Le nombre de médecins en Suisse ne cesse de croître. Seule l'Autriche fait mieux dans le monde.

La densité médicale continue de croître en Suisse. Avec 3,8 médecins pour 1000 habitants en 2010, le pays se classe désormais deuxième au niveau international. Seule l'Autriche fait mieux avec 4,8 médecins pour 1000 habitants.

Entre 2000 et 2010, le nombre de médecins pour 1000 habitants est passé de 3,5 à 3,8 en Suisse. Un rang a été gagné sur l'Italie, où la densité médicale a diminué de 4,1 en 2000 à 3,4 en 2010.

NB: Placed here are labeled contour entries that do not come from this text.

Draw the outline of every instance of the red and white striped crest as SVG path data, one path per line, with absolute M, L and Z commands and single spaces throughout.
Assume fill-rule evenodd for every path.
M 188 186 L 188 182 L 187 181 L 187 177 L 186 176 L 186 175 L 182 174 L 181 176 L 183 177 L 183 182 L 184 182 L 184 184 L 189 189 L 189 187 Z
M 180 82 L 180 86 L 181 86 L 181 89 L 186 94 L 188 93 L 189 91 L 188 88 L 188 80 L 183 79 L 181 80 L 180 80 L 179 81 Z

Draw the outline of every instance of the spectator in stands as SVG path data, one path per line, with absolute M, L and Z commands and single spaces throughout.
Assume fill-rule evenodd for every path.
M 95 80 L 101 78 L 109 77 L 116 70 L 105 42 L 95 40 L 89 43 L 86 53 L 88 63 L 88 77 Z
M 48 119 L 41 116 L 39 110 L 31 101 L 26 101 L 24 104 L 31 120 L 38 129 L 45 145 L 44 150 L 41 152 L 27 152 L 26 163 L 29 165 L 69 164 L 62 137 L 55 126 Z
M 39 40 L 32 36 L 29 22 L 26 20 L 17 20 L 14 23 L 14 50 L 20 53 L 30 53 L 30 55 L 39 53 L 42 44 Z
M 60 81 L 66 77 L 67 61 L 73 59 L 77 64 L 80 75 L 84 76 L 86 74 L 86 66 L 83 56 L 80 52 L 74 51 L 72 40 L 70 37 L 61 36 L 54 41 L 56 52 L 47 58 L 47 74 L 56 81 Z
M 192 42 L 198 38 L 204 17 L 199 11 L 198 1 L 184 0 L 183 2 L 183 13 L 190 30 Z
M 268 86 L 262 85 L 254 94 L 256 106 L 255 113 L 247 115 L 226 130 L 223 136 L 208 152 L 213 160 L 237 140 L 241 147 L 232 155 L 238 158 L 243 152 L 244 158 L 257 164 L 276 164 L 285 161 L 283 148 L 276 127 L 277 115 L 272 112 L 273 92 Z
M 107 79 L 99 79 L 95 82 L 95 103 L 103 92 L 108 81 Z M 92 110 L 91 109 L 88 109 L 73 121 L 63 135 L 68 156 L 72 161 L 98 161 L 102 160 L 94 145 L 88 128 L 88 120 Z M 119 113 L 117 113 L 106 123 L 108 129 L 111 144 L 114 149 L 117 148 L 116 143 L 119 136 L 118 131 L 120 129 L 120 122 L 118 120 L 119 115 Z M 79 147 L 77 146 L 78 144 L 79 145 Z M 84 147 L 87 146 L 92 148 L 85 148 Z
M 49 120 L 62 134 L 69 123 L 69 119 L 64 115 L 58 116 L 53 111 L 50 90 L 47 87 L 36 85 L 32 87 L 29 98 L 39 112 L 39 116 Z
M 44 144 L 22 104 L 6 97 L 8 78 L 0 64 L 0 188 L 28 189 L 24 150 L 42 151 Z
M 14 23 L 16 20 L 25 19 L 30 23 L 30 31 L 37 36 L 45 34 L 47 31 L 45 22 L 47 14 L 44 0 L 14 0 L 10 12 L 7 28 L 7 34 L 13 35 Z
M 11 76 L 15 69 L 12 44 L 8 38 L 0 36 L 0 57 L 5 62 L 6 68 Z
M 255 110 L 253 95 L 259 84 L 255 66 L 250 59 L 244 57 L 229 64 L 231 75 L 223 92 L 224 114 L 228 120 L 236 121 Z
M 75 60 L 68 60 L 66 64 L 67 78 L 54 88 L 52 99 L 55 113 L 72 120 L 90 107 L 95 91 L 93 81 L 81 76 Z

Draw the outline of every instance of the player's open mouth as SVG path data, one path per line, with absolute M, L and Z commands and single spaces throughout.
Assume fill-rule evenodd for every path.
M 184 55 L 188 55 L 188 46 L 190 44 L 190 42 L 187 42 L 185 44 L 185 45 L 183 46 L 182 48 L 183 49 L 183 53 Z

L'Autriche a en revanche conforté son avance en passant de 3,9 à 4,8 praticiens pour 1000 habitants, selon des chiffres de l'Organisation de coopération et de développement économiques relayés par le Bulletin de la Fédération des médecins suisses (FMH).

La Suisse se place légèrement devant l'Allemagne, où la densité médicale a progressé de 3,3 à 3,6 et la France, où elle est restée stable entre 2000 et 2010 à 3,3. Aux Etats-Unis, le nombre de médecins pour 1000 habitants est nettement moindre qu'en Suisse, avec 2,4 en 2010 (2,3 en 2000).

Importantes disparités

La bonne place de la Suisse ne doit cependant pas faire oublier d'importantes disparités selon les régions. Sans surprise, les cantons de Vaud, Genève, Berne, Zurich et Bâle-Ville sont mieux dotés que les régions périphériques et rurales. Les cantons de Suisse centrale souffrent tout particulièrement d'une faible densité médicale.

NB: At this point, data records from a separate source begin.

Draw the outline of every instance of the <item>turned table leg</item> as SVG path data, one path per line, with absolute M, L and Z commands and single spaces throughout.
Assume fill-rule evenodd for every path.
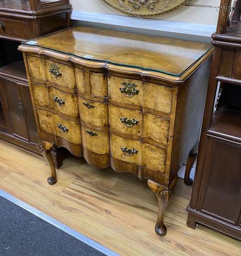
M 168 188 L 151 180 L 148 180 L 148 185 L 156 194 L 158 200 L 158 216 L 155 227 L 155 230 L 157 234 L 160 236 L 164 236 L 166 233 L 166 227 L 163 222 L 163 215 L 170 201 L 172 191 L 176 185 L 177 180 L 177 179 L 175 178 Z
M 50 185 L 54 185 L 57 182 L 56 170 L 51 154 L 51 150 L 53 145 L 53 142 L 45 140 L 40 140 L 38 143 L 39 151 L 48 161 L 50 166 L 51 176 L 47 178 L 47 182 Z

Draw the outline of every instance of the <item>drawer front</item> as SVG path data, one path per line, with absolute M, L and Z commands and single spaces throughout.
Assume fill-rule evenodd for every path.
M 170 121 L 151 114 L 143 113 L 142 138 L 167 145 Z
M 46 80 L 45 60 L 41 58 L 27 56 L 28 66 L 31 77 Z
M 51 108 L 71 119 L 78 119 L 77 96 L 50 87 L 49 92 Z M 61 114 L 60 114 L 61 113 Z
M 140 109 L 143 103 L 141 81 L 109 75 L 108 87 L 110 103 L 119 106 Z
M 90 95 L 93 97 L 107 97 L 106 74 L 90 72 Z
M 110 153 L 116 159 L 141 165 L 141 142 L 116 136 L 110 137 Z
M 26 23 L 20 20 L 0 17 L 0 35 L 13 37 L 26 37 Z
M 80 97 L 78 97 L 78 99 L 81 123 L 93 129 L 106 127 L 107 129 L 109 126 L 107 104 Z
M 158 173 L 166 170 L 167 152 L 148 143 L 142 144 L 142 165 Z
M 112 132 L 140 136 L 141 112 L 109 105 L 110 127 Z
M 51 60 L 45 60 L 47 80 L 68 88 L 75 88 L 73 67 Z
M 54 134 L 53 114 L 47 111 L 36 110 L 39 128 L 46 133 Z
M 101 155 L 109 154 L 109 133 L 81 126 L 83 146 L 89 151 Z
M 111 134 L 110 152 L 113 158 L 162 174 L 165 172 L 166 151 L 159 147 Z
M 81 144 L 80 125 L 79 123 L 69 121 L 58 115 L 53 114 L 55 134 L 69 142 Z
M 32 82 L 31 89 L 36 106 L 49 108 L 50 101 L 47 87 L 39 83 Z
M 171 114 L 173 89 L 172 87 L 144 82 L 143 111 L 157 115 Z

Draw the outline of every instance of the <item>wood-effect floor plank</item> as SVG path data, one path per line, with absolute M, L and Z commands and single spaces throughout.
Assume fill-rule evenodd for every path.
M 41 156 L 0 140 L 0 189 L 122 255 L 241 255 L 240 241 L 186 226 L 191 188 L 183 180 L 165 213 L 167 234 L 159 237 L 154 231 L 157 199 L 146 181 L 73 157 L 57 170 L 54 186 L 46 181 L 49 172 Z
M 0 188 L 122 255 L 180 255 L 18 174 L 5 177 Z

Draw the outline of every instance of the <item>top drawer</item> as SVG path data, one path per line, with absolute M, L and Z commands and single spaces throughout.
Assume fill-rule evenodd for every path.
M 30 56 L 27 56 L 27 60 L 30 77 L 75 88 L 75 72 L 71 66 Z
M 1 35 L 25 38 L 27 35 L 26 29 L 24 22 L 0 17 Z
M 171 114 L 172 87 L 111 75 L 108 86 L 109 101 L 113 105 L 157 115 Z

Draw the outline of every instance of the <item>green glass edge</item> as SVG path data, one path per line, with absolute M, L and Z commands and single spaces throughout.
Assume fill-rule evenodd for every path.
M 73 53 L 70 53 L 69 52 L 64 52 L 64 51 L 59 51 L 58 50 L 55 50 L 55 49 L 52 49 L 52 48 L 48 48 L 48 47 L 44 47 L 41 46 L 41 45 L 38 45 L 37 44 L 35 44 L 34 45 L 32 44 L 28 44 L 29 42 L 30 42 L 31 41 L 33 41 L 33 40 L 34 40 L 34 39 L 33 39 L 32 40 L 31 40 L 27 41 L 26 41 L 26 42 L 22 42 L 21 44 L 22 45 L 27 45 L 28 46 L 32 46 L 32 47 L 37 46 L 38 47 L 41 47 L 42 49 L 46 49 L 46 50 L 52 50 L 52 51 L 56 51 L 57 52 L 59 52 L 60 53 L 63 53 L 63 54 L 67 54 L 67 55 L 68 55 L 69 56 L 73 56 L 74 57 L 77 57 L 78 58 L 80 58 L 83 59 L 85 59 L 85 60 L 92 60 L 92 61 L 96 61 L 96 62 L 105 62 L 106 63 L 109 63 L 110 64 L 113 64 L 114 65 L 116 65 L 116 66 L 120 66 L 120 67 L 126 67 L 127 68 L 134 68 L 140 69 L 141 69 L 142 70 L 146 70 L 146 71 L 154 71 L 154 72 L 160 73 L 161 73 L 161 74 L 165 74 L 165 75 L 171 75 L 171 76 L 174 76 L 174 77 L 179 77 L 179 76 L 181 76 L 190 67 L 192 66 L 194 64 L 195 64 L 195 63 L 196 63 L 197 61 L 198 61 L 198 60 L 199 60 L 199 59 L 200 59 L 201 58 L 202 58 L 202 57 L 203 56 L 204 56 L 207 53 L 207 52 L 208 52 L 209 51 L 210 51 L 212 48 L 212 47 L 210 47 L 210 49 L 209 49 L 202 55 L 201 55 L 198 59 L 197 59 L 195 62 L 192 63 L 191 64 L 191 65 L 190 65 L 190 66 L 188 67 L 182 73 L 181 73 L 180 74 L 173 74 L 172 73 L 165 72 L 165 71 L 163 71 L 163 70 L 158 70 L 153 69 L 148 69 L 148 68 L 140 67 L 137 66 L 128 65 L 127 64 L 122 64 L 120 63 L 115 63 L 114 62 L 111 61 L 109 61 L 109 60 L 105 60 L 105 59 L 96 59 L 90 58 L 85 58 L 84 57 L 82 57 L 82 56 L 79 56 L 79 55 L 77 55 L 76 54 L 73 54 Z

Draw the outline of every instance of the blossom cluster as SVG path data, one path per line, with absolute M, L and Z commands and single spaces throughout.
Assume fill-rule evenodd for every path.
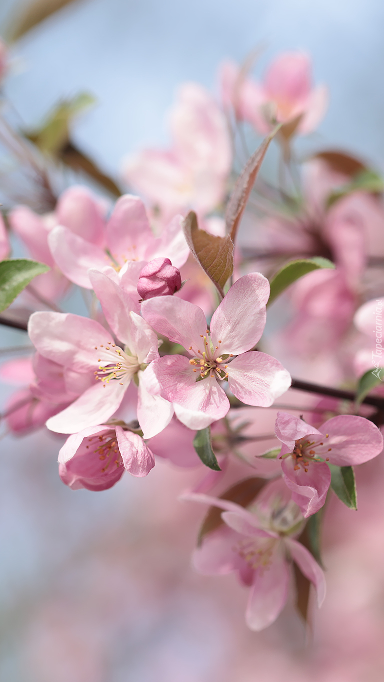
M 117 201 L 75 184 L 49 212 L 7 207 L 14 237 L 49 270 L 10 308 L 28 309 L 33 354 L 0 372 L 22 385 L 8 428 L 61 434 L 59 473 L 73 490 L 109 488 L 125 471 L 147 476 L 158 457 L 196 469 L 183 499 L 209 510 L 194 565 L 237 574 L 259 630 L 282 609 L 293 565 L 321 605 L 308 524 L 330 489 L 355 507 L 352 467 L 383 449 L 384 206 L 379 176 L 348 154 L 295 166 L 295 136 L 314 130 L 327 103 L 307 55 L 281 55 L 261 82 L 231 63 L 220 78 L 221 104 L 182 86 L 169 148 L 125 158 Z M 236 174 L 239 130 L 268 136 Z M 254 186 L 273 138 L 280 186 Z M 1 220 L 3 263 L 10 252 Z M 76 287 L 87 315 L 59 308 Z M 277 331 L 265 333 L 280 293 Z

Pour cette comparaison entre régions, le Bulletin des médecins suisse utilise un indicateur inverse à celui de l'OCDE et présente le nombre d'habitants par médecins. Les régions bien pourvues en personnel médical sont donc celles qui présentent les chiffres les plus bas. En moyenne Suisse, on compte un médecin pour 489 habitants dans le domaine ambulatoire et un pour 574 dans l'hospitalier.

Bâle-Ville arrive en tête, avec un médecin pour 244 habitants en ambulatoire. Le canton de Genève est deuxième, un pour 296, suivi de Vaud et Zurich, un pour 426 respectivement 417.

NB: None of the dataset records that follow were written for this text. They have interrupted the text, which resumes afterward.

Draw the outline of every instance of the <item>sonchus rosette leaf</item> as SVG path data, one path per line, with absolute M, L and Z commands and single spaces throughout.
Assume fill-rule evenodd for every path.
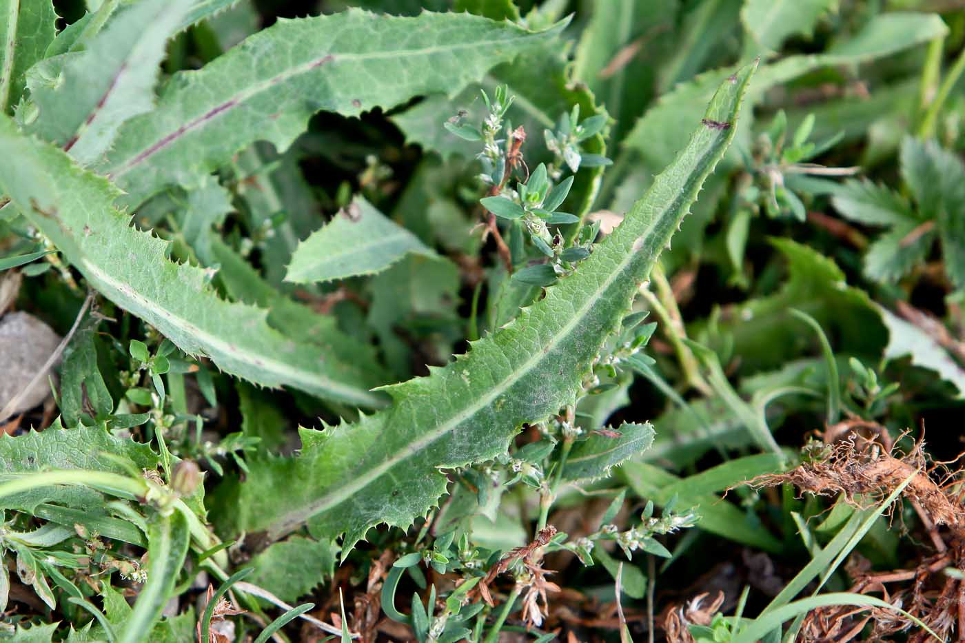
M 555 38 L 468 14 L 415 17 L 350 9 L 279 19 L 166 85 L 157 109 L 121 129 L 99 169 L 136 205 L 166 184 L 192 184 L 257 140 L 289 147 L 318 111 L 357 116 L 413 97 L 454 96 Z
M 150 112 L 165 43 L 192 0 L 144 0 L 124 7 L 83 50 L 48 58 L 27 77 L 27 131 L 87 164 L 108 149 L 124 121 Z
M 262 386 L 288 385 L 359 406 L 384 404 L 368 372 L 271 328 L 266 311 L 224 301 L 204 269 L 167 258 L 168 243 L 113 207 L 119 191 L 63 151 L 0 116 L 0 191 L 108 299 L 192 355 Z
M 506 453 L 524 423 L 573 404 L 607 338 L 733 136 L 757 64 L 721 85 L 703 122 L 623 223 L 570 276 L 469 353 L 427 377 L 386 387 L 389 408 L 354 425 L 303 429 L 293 459 L 249 463 L 217 503 L 225 530 L 272 538 L 308 523 L 318 538 L 345 533 L 344 551 L 369 528 L 407 527 L 446 491 L 440 469 Z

En bas de classement, Appenzell Rhodes-Intérieures et Uri comptent respectivement un médecin pour 980 et 1012 habitants pour l'ambulatoire. Dans le domaine hospitalier, ce chiffre grimpe même à un médecin pour 1569 habitants à Appenzell Rhodes-Intérieures et à un pour 1687 à Uri.

Au niveau romand, le Valais, le Jura et Fribourg sont mal lotis, avec respectivement un médecin pour 681, 700 et 723 habitants en ambulatoire. Dans le domaine hospitalier, ces valeurs sont de un pour 900, 1029 et 994.

Pénurie et féminisation

Par ailleurs, le Bulletin établit un lien entre le manque de médecins en Suisse et la féminisation de la profession. Si les femmes sont, depuis une dizaine d'années, majoritaires parmi les diplômés (61% en 2010), elles privilégient des postes à temps partiel et travaillent en moyenne 1 jour de moins que leurs confrères masculins.

Sur un peu plus de 30'000 médecins en activité, 35,8% étaient des femmes en 2010, soit une légère hausse par rapport à 2009, selon des données de la FMH.

En examinant la pyramide des âges, on constate à quel point la féminisation du corps médical est un phénomène récent. A partir de 35 ans, les hommes sont à nouveau majoritaires. Plus l'âge avance, plus le déséquilibre s'accroît. Dans la tranche d'âge 60-64 ans, les femmes médecins ne sont que 18%.